During the inter-war years the success of ‘garden city’ and ‘garden suburb’ projects led to many of the new council estates being built on similar lines.
Towards the end of the Second World War, attention was directed to the post-war reconstruction of Britain’s towns and communities. The possibility of building new towns had been accepted in 1945 by a government committee chaired by Lord Reith, the founder of the BBC. The committee included a number of leading figures in the Town and Country Planning Association, originally the Garden Cities Association founded in 1899.

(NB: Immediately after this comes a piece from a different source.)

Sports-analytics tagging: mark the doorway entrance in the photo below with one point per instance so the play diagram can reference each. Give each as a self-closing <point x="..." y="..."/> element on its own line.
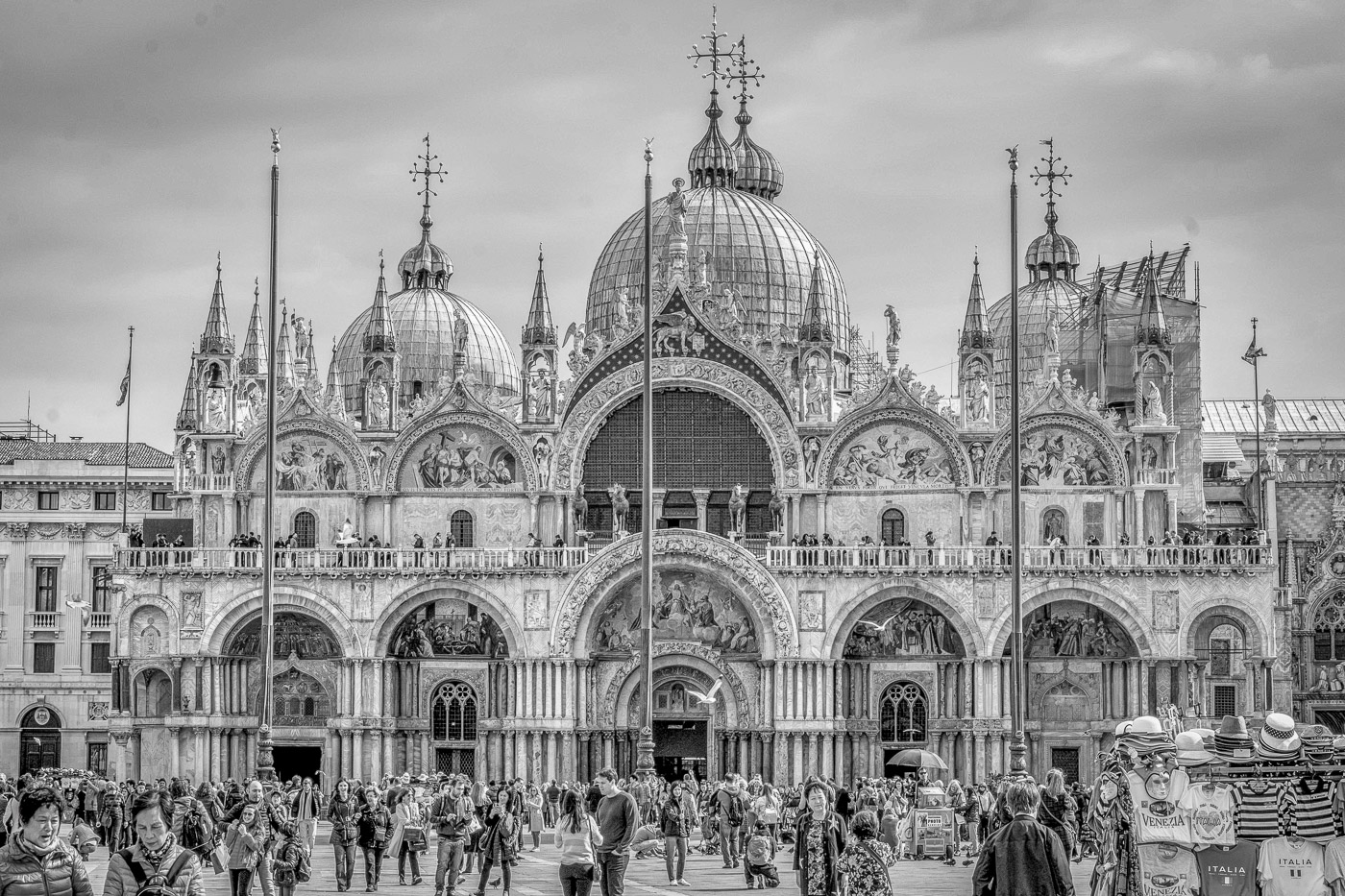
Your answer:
<point x="679" y="747"/>
<point x="305" y="762"/>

The 1946 New Towns Act established an ambitious programme for building new towns. It gave the government power to designate areas of land for new town development. A series of ‘development corporations’ set up under the Act were each responsible for one of the projected towns. Stevenage, in Hertfordshire, was the first new town created under the Act, with ten others following by 1955. Most were intended to accommodate the overspill of population from London. Since the 1950s, Parliament has authorised further developments in England, Scotland and Wales.
Town and country planning
Parliament saw it as essential to restrict the growth of large cities. The Town and Country Planning Act of 1947 laid down procedures to control urban sprawl into the countryside. All planning was to be subject to planning permission by local councils. Most importantly, every area of the country was to have a ‘development plan’ showing how each area was either to be developed or preserved.